Generating almost £2BN of revenue and enjoying 4% value growth annually (CGA December 2018) cider is one of the few categories in the wider UK on trade – along with gin and soft drinks – enjoying growth
in both volume and value sales. Its steady growth over the last five years has been largely driven by draught cider, which has experienced almost 9%
annual value growth and now occupies 68% total value share, whilst packaged cider holds 32% share (CGA December 2018).

WHAT THE TRADE SAYS…

“We just go in Orchard Thieves so it’s too early to say how it’s doing other than to say it did come about after a few customers requested a dryer cider. Rekorderlig in cans sell all year round but that tends to be a younger
demographic whereas the older customer tends to order pints and go for a dryer brand like Magners.”

Holly Liddle, Bar 91, Glasgow

“I could talk about cider for hours and I can see a lot more
craft ciders gaining momentum in the next few years – in fact,
I can see it happening already. Cidersmiths is our main keg
but we do a lot of still ciders – Olivers does well as does
Westons and Hallets and Hecks – as do the naturally flavoured
sweeter ones. We tend to have a dry, medium and more perry
one on (pear-flavoured).”

Xander Lawrie, Angels Share, Edinburgh

“Kopparberg non-alcoholic is being asked for more and more
and the Strongbow Dark Fruits range is also very popular. We
all know that more people drink cider in the sunshine, but the
category ticks over all year long thanks to its popularity among
younger drinkers (that’s the 18 to 25 bracket). In fact, there
isn’t a day that goes by when we don’t sell cider. Customers
in their 30s and 40s are more likely to drink it when it’s sunny
and the over-ice pour is still attractive to customers.”

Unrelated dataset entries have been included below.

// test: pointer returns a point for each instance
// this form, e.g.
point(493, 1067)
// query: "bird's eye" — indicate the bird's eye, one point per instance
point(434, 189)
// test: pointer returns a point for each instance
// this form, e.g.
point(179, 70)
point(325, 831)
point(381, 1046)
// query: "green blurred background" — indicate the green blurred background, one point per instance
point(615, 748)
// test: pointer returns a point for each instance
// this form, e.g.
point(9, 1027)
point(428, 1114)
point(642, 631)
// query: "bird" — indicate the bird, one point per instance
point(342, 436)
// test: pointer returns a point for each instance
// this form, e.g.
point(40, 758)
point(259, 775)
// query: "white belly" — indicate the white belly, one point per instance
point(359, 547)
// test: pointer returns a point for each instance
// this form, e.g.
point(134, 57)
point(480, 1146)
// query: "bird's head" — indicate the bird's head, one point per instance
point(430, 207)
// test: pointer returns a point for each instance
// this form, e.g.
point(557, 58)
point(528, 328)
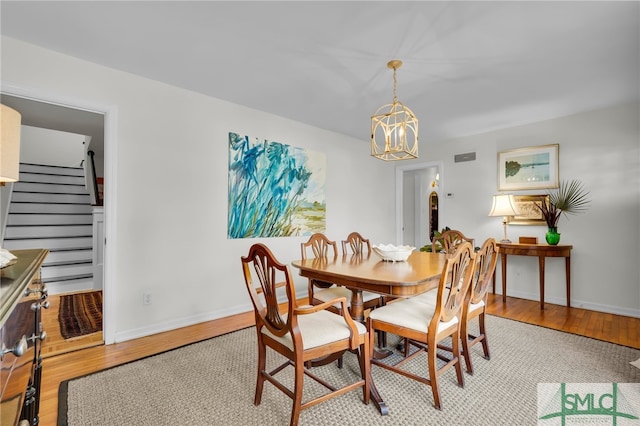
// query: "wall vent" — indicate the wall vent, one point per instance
point(469, 156)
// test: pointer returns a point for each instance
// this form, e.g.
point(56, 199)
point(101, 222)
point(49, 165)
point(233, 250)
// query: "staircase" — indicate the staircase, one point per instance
point(51, 208)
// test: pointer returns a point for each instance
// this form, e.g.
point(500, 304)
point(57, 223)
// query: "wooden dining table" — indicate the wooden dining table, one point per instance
point(418, 274)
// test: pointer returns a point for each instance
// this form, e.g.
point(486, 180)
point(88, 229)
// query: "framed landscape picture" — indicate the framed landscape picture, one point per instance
point(528, 168)
point(528, 213)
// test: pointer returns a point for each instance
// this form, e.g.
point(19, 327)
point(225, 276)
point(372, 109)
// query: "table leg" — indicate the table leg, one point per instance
point(568, 277)
point(357, 313)
point(503, 262)
point(541, 272)
point(357, 309)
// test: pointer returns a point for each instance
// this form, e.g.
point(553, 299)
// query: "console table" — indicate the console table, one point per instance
point(541, 251)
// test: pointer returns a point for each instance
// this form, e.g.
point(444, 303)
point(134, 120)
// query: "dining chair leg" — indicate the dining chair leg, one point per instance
point(297, 393)
point(455, 340)
point(262, 362)
point(433, 377)
point(485, 343)
point(466, 353)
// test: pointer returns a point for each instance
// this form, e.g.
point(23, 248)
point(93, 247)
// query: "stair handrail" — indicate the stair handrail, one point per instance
point(91, 154)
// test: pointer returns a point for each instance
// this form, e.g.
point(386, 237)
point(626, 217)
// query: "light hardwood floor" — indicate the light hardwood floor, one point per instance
point(58, 368)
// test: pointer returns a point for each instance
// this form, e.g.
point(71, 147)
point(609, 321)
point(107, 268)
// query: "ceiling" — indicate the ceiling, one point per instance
point(469, 67)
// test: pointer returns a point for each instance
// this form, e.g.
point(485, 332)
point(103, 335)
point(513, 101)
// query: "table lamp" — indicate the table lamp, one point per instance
point(505, 206)
point(10, 120)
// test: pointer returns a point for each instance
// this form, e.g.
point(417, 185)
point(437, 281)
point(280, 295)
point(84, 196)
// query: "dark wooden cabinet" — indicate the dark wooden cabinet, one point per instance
point(22, 298)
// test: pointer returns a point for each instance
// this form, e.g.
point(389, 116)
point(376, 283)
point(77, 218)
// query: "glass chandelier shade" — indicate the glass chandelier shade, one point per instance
point(394, 127)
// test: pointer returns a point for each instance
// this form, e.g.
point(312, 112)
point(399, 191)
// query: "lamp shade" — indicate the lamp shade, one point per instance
point(9, 144)
point(503, 205)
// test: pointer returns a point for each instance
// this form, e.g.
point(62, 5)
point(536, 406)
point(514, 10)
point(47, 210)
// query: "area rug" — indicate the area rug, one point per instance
point(213, 382)
point(80, 314)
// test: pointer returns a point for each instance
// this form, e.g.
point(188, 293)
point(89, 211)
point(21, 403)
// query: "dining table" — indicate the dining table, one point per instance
point(369, 272)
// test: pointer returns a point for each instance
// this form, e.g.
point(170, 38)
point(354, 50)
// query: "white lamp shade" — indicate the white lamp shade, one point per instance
point(9, 145)
point(503, 205)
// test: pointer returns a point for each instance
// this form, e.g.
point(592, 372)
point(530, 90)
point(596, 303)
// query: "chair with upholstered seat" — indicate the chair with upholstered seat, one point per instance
point(300, 334)
point(475, 306)
point(448, 241)
point(357, 245)
point(320, 291)
point(475, 303)
point(426, 325)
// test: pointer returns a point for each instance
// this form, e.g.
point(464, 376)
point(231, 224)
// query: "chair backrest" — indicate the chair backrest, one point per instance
point(321, 247)
point(454, 284)
point(267, 280)
point(449, 241)
point(357, 242)
point(486, 259)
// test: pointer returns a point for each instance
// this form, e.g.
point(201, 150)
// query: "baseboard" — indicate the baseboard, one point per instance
point(617, 310)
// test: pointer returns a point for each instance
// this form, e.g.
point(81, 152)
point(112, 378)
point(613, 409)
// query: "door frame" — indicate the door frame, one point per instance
point(110, 113)
point(400, 174)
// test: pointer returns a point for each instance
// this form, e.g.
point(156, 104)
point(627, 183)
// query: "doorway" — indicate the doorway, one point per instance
point(97, 121)
point(415, 184)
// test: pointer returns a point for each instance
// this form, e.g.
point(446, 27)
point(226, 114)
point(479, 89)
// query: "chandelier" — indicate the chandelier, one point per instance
point(394, 127)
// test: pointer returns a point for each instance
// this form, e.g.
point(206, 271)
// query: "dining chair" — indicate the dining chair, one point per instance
point(300, 334)
point(425, 325)
point(320, 291)
point(357, 245)
point(449, 240)
point(475, 303)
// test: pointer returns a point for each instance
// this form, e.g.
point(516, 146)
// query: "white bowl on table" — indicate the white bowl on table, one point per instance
point(391, 253)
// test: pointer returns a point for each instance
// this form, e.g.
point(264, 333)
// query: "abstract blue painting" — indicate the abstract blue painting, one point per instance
point(275, 190)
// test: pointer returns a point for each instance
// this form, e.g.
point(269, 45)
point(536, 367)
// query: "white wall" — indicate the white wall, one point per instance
point(169, 235)
point(169, 154)
point(601, 148)
point(53, 147)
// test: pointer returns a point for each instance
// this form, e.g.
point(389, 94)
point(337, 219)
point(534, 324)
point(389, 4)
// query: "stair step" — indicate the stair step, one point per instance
point(49, 243)
point(66, 270)
point(45, 197)
point(66, 278)
point(51, 178)
point(70, 255)
point(70, 284)
point(53, 170)
point(54, 188)
point(22, 219)
point(47, 208)
point(14, 232)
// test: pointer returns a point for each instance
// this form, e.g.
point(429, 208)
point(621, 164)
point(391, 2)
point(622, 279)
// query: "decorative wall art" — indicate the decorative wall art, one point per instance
point(528, 213)
point(275, 190)
point(528, 168)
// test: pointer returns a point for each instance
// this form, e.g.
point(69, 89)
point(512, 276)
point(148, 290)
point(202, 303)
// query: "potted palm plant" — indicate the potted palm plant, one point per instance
point(569, 198)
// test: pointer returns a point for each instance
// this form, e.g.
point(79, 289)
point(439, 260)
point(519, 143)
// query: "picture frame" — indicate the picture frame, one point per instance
point(528, 168)
point(528, 213)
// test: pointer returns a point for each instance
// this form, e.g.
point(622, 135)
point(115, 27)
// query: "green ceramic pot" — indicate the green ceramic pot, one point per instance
point(552, 236)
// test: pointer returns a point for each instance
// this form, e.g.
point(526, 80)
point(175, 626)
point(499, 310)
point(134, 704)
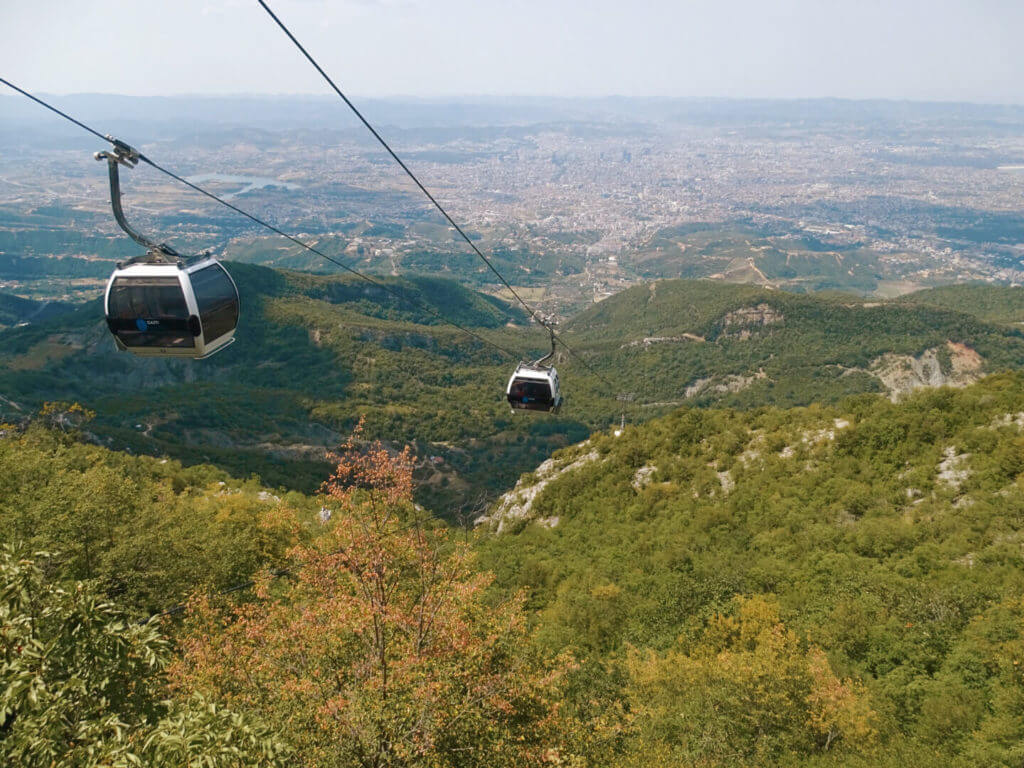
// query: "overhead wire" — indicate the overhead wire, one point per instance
point(396, 294)
point(431, 198)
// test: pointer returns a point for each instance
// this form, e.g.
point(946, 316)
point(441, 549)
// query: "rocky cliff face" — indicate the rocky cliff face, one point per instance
point(903, 374)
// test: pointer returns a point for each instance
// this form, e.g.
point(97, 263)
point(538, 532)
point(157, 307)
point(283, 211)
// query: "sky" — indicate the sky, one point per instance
point(961, 50)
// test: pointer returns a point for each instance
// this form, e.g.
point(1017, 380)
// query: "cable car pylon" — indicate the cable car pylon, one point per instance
point(161, 303)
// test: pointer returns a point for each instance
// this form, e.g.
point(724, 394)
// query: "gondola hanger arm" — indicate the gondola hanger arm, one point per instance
point(127, 156)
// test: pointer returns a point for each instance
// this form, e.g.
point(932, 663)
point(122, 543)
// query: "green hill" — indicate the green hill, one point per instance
point(707, 342)
point(991, 303)
point(314, 353)
point(888, 536)
point(15, 310)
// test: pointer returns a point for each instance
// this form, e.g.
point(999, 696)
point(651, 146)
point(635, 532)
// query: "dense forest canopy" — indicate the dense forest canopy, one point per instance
point(827, 585)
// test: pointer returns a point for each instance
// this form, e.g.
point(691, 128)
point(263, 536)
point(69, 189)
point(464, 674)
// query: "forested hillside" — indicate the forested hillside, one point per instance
point(714, 566)
point(987, 302)
point(705, 342)
point(314, 353)
point(822, 586)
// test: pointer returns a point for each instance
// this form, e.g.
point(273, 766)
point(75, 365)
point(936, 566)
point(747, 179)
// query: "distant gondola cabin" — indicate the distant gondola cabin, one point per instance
point(534, 387)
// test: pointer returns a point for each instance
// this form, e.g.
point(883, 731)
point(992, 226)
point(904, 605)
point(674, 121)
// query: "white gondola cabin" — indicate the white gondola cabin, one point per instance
point(161, 304)
point(177, 309)
point(534, 387)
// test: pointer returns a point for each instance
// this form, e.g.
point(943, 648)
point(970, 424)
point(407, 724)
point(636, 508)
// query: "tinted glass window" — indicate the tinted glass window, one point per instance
point(150, 312)
point(146, 297)
point(217, 299)
point(524, 390)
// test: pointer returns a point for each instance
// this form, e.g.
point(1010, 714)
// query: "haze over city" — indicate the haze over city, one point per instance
point(907, 49)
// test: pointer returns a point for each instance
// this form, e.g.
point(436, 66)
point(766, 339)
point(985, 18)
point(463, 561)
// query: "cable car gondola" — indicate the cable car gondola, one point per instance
point(534, 386)
point(163, 304)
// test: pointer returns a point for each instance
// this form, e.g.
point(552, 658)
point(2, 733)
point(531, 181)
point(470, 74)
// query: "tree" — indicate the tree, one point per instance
point(383, 649)
point(82, 686)
point(747, 692)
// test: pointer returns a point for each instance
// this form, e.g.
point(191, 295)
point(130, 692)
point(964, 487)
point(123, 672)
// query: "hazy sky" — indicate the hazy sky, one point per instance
point(920, 49)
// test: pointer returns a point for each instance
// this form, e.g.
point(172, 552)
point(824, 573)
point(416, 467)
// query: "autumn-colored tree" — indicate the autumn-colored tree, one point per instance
point(383, 649)
point(747, 692)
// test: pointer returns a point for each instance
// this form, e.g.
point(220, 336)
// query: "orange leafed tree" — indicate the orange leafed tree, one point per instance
point(382, 650)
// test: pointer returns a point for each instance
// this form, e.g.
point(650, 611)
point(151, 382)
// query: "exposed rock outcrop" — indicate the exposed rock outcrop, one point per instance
point(902, 374)
point(739, 322)
point(518, 503)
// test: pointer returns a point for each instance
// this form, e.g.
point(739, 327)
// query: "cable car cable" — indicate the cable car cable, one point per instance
point(271, 227)
point(424, 189)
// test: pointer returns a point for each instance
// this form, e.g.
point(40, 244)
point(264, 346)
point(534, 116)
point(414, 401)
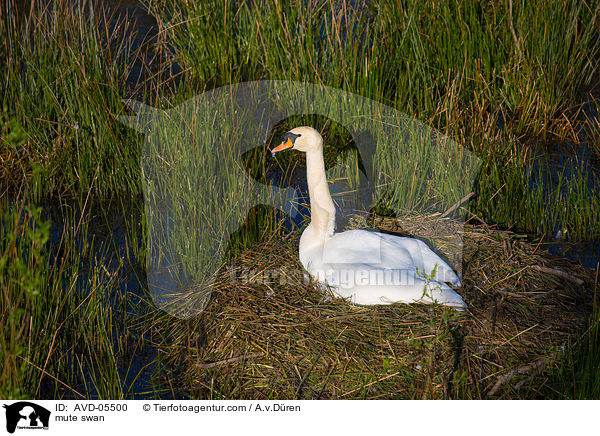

Lee Bruce, The Fort Hotel, Broughty Ferry

“Kopparberg mixed fruits non-alcoholic is doing really well and we have a huge outdoor area and a lot more people are driving and not drinking these days so we have upped our stock of non-alcoholic cider (and wine) by about two cases (for each category) per week. Magners also sells really well – about 2 kegs per week. But the biggest change I think is that people now expect a fruit garnish as part of the serve.”

Danny McKenna, The Birds and The Bees, Stirling

“We stock the classic Magners and Kopparberg ranges and our customers
are pretty happy with that. I do have a rotational keg and try to mix things up, which even the cider stalwarts are responsive to. For example, I’ve just ordered in a dry grape cloudy apple cider.”

John Kennedy, The Millhouse, Stewarton

FUN CIDER FACTS

There are over 350 varieties of cider apples in the UK – almost one for every day of the year. As well as the famous Hen’s Turd apple, you can make cider with apple varieties including Cat’s Head, Sheep’s Nose, Foxwhelp and Yellow Willy.

President John Adams, the third longest lived U.S. president, enjoyed a tankard of hard cider every morning with breakfast.